Embedded | Marco Ghibaudi
19 Jul 2024
Recently, I read an excellent book about modelling the climate. For me, the powerful message was not that climate change is happening but that we cannot predict how it will affect future generations.
No matter how much classical computational power is available, you cannot make accurate predictions about the future of our planet. So, the most sensible course of action is to focus on reducing emissions to mitigate the effects of climate change.
This links to the main reason why I (together with many others) want to make quantum computing a reality, sooner. Quantum computers have the power to simulate the atomic (quantum) processes that happen in nature and tackle many of the causes associated with climate change.
The knowledge that we can gather from these simulations is key, for example, to build better batteries. Better batteries are the gateway to improved energy storage facilities, better electric cars and the electrification of commercial aircraft. And battery development is just one example. Quantum computers could also be used to support the design of new key technologies, like jet-engines, by augmenting our existing HPC capabilities.
There are many climate-related use cases that quantum computers could unlock. Individually, each of these may help reduce our equivalent CO2 emissions. If you add all the potential use cases together, the reduction will be more noticeable. But we need to move fast because the effects of climate change are happening now, and we still do not understand the implications for our future.
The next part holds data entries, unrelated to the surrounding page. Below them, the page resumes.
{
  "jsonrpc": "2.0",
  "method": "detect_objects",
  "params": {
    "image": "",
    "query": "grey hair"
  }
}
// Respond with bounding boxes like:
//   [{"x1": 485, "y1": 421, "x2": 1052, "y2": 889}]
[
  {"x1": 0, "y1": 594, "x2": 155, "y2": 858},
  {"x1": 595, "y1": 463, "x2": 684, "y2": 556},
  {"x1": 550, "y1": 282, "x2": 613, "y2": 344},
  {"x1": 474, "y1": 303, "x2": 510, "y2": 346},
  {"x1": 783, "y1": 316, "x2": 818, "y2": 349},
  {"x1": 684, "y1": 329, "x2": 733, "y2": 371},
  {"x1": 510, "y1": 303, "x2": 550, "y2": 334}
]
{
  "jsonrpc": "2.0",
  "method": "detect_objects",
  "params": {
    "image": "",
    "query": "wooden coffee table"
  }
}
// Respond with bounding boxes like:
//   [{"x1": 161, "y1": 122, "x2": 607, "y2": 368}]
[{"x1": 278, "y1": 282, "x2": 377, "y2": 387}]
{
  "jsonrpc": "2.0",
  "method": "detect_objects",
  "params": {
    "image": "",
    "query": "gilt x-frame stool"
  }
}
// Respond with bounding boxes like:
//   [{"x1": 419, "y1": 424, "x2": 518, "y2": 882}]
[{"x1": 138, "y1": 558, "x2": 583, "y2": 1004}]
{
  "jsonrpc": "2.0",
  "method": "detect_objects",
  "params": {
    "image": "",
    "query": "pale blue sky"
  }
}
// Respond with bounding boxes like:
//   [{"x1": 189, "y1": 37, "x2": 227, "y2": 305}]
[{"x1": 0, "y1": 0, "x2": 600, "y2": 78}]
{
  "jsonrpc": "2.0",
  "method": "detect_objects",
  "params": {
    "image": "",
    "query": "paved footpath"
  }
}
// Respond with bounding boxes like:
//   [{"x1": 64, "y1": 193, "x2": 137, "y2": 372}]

“Move fast” for me means to ensure the first generation of HPC integrated quantum computers are capable of efficiently simulating quantum processes. The word efficient is key: we want to compute faster and with a lower energy footprint than a classical computer.
It is interesting to see how both speed and energy consumption are related to one key aspect of quantum computations: how we perform quantum error correction.
The building blocks of every quantum computer, the qubits, are affected by errors to an extent that they are not usable to perform any valuable computation (assuming those qubits are left to their own devices).
These errors can be corrected by adding redundancy to the process and by “grouping qubits together” (i.e. mapping many physical qubits into one “logical” qubit).